Notes on buying BioAmmo
- The ammunition’s packaging uses the metric system. 70mm is equal to 2¾ inches; 32 grams is equal to 1-1/8 ounces.
- BioAmmo’s compostable cartridges are safe to store at normal temperatures for at least five years.
- BioAmmo does not advise reloading their compostable hull.
- On a recent trip to my local Cabela’s, I was thrilled to see BioAmmo on the shelves.
From their home base in Winnipeg, Craig Koshyk and Lisa Trottier travel all over hunting everything from snipe, woodcock to grouse, geese and pheasants. In the 1990s they began a quest to research, photograph, and hunt over all of the pointing breeds from continental Europe and published Pointing Dogs, Volume One: The Continentals. The follow-up to the first volume, Pointing Dogs, Volume Two, the British and Irish Breeds, is slated for release in 2020.

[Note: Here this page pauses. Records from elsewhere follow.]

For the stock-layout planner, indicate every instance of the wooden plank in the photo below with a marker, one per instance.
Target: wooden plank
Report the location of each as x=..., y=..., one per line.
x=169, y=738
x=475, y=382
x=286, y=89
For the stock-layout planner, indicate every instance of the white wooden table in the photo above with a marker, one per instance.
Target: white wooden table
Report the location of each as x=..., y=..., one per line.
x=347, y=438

What a great idea! I hope to this this product soon on store shelfs everywhere
only got back into hunting to train my bird dog – as a kid, in the 60s, never thought about it – since picking it up again, the wads have bugged me and always pisses me off to find hulls left on upland grounds by some sod too lazy to pick them up – if BioAmmo takes off, the flies-it-dies guys can be as lazy as ever and it won’t bug me so much – still wish they’d quite shooting every wild flush at the edge of their gun’s range – they wound so many that just sail off to their imminent fate: hawk bait – or retrieving dummies for my dogs that pick up too many of their lost cripples, and being a conservationist, I don’t discard them unless they’re getting skankey – means that’s one less bird for my dogs to work – limits apply, so we try to make every one perfect – only hunt to train
Glad someone had a good experience with it. I was not that fortunate. BBs leaking from the box and shells weren’t fitting into my O/U. Annoying but I love the concept.